Moulin is the City Connects coordinator at Southbridge Academy in Southbridge, Mass., and she is exceptionally good at asking for help and inspiring people to say yes.
Southbridge Academy is a PBIS school — meaning the school provides Positive Behavior Interventions and Supports – that has 40 students in grades 6 to 12 who have individual educational plans or who need more support.
Because the school community is so small, and Moulin isn’t shy, one thing she does is ask students for their input. Moulin sends out student interest surveys to get guidance from the kids on a number of issues.
“The top three things that the students listed on their interest survey were music, sports, and art,” Moulin says.

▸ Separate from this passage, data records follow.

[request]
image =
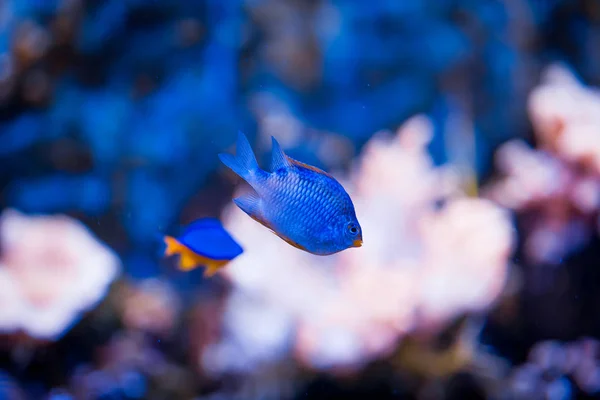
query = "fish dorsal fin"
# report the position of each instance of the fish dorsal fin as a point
(279, 159)
(306, 166)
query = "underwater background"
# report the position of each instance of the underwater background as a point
(467, 133)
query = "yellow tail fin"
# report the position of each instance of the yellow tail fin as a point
(173, 246)
(211, 269)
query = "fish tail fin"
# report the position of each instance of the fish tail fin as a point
(278, 158)
(173, 246)
(187, 262)
(212, 269)
(250, 204)
(244, 162)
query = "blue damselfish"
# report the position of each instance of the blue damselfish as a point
(300, 203)
(203, 242)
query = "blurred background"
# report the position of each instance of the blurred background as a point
(466, 131)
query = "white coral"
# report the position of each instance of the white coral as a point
(417, 269)
(51, 270)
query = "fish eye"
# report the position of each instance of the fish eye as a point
(352, 228)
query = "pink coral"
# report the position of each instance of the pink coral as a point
(417, 269)
(51, 270)
(558, 185)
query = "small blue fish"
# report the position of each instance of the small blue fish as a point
(303, 205)
(203, 242)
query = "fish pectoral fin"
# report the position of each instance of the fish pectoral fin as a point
(249, 203)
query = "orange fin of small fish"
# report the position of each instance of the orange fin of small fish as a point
(212, 269)
(188, 261)
(268, 226)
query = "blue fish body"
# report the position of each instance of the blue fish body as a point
(302, 204)
(208, 238)
(204, 242)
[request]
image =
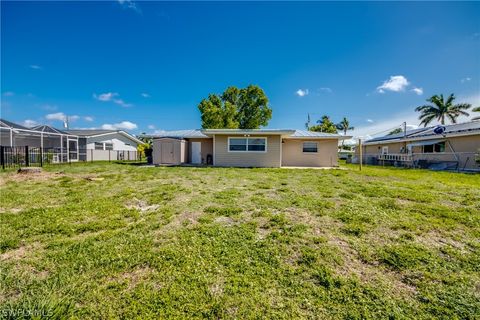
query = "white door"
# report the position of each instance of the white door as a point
(196, 152)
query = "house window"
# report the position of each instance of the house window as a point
(437, 147)
(310, 147)
(256, 144)
(247, 144)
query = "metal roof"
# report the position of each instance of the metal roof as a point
(49, 129)
(182, 134)
(314, 134)
(7, 124)
(90, 132)
(473, 126)
(206, 133)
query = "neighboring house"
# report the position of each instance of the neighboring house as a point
(69, 145)
(439, 147)
(106, 144)
(247, 148)
(62, 145)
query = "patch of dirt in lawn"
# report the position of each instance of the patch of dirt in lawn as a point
(134, 277)
(437, 240)
(11, 210)
(141, 205)
(226, 221)
(185, 217)
(353, 265)
(21, 252)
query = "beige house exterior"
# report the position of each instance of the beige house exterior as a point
(247, 148)
(454, 147)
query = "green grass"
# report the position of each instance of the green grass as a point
(155, 243)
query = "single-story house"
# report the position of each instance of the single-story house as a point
(247, 148)
(453, 146)
(106, 144)
(68, 145)
(62, 145)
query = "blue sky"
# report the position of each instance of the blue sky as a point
(145, 66)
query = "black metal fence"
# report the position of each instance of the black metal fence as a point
(26, 156)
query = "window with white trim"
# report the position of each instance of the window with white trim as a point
(311, 147)
(247, 144)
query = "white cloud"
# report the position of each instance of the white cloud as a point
(111, 96)
(124, 125)
(49, 107)
(29, 123)
(301, 92)
(395, 84)
(59, 116)
(418, 91)
(129, 4)
(108, 96)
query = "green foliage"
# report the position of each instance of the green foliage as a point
(324, 125)
(245, 108)
(441, 109)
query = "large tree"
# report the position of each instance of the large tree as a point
(324, 125)
(236, 108)
(477, 109)
(440, 109)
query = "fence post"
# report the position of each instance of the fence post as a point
(27, 157)
(2, 156)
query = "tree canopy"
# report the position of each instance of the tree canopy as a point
(245, 108)
(324, 125)
(440, 109)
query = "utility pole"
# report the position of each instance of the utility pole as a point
(360, 153)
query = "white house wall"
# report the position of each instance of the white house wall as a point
(120, 142)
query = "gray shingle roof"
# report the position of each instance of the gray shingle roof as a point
(45, 128)
(8, 124)
(182, 134)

Unfortunately, Southbridge Academy doesn’t have a full-time art teacher so Moulin asked the part-time teacher to help. “We did an age-appropriate version of ‘Brushes and Beverages’. We call it a ‘Paint and Sip’ party, and we provide soda, popcorn, and chips and free canvases and paint and brushes for the kids.”
A couple of students also said they were interested in boxing. So Moulin Googled “boxing” and “Southbridge” and found Uptown Boxing Gym, a nonprofit organization in Southbridge run by Dave DiGregorio. Confident that he would want to help, Moulin called him, and the gym became a City Connects community partner, offering discounts to students and helping them out with equipment.